· Amazon Bedrock and Amazon Titan models, offers ease, reliability, scalability, security, and customization to build generative AI applications using Foundational Models, with features build for enterprise
· AWS also announces the general availability of Inf2 and Trn1n instances powered on AWS Inferentia2 and AWS Trainium making generative AI cost-efficient
· Amazon CodeWhisperer now free for every developer, democratizing access to generative AI services
Amazon Web Services, Inc. (AWS), an Amazon.com, Inc. company (NASDAQ: AMZN), today announced four innovations across its machine learning portfolio to make to make generative AI more accessible to customers. As an AI pioneer, AWS has helped more than 100,000 customers of all sizes and across industries to innovate using ML and AI with industry leading capabilities. Its new solutions will drive the next wave of innovation by making generative AI easy, practical, and cost-effective for customers.
These announcements include:
· Amazon Bedrock: Easily build generative AI applications – Amazon Bedrock is a new service for building and scaling generative AI applications, which are applications that can generate text, images, audio, and synthetic data in response to prompts. Amazon Bedrock gives customers easy access to foundation models (FMs)—those ultra-large ML models that generative AI relies on and exclusive access to the Titan family of foundation models developed by AWS. Amazon Bedrock opens up an array of foundation models from leading providers, so AWS customers have flexibility and choice to use the best models for their specific needs.

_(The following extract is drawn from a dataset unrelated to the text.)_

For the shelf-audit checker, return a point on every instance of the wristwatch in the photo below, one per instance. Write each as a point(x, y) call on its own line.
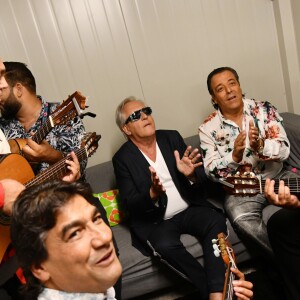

· General availability of Amazon EC2 Inf2 instances powered by AWS Inferentia2 chips: Lowering the cost and energy consumption to run generative AI workloads – Ultra-large ML models require massive compute to run them. AWS Inferentia chips offer the most energy efficiency and the lowest cost for running demanding generative AI inference workloads (like running models and responding to queries in production) at scale on AWS.
· New Trn1n instances, powered by AWS Trainium chips: Custom silicon to train models faster -Generative AI models need to be trained so they offer the right answer, image, insight, or other focus the model is tackling. New Trn1n instances (the server resource where the compute happens, and in this case, runs on AWS’s custom Trainium chips) offer massive networking capability, which is key for training these models quickly and in a cost-efficient manner.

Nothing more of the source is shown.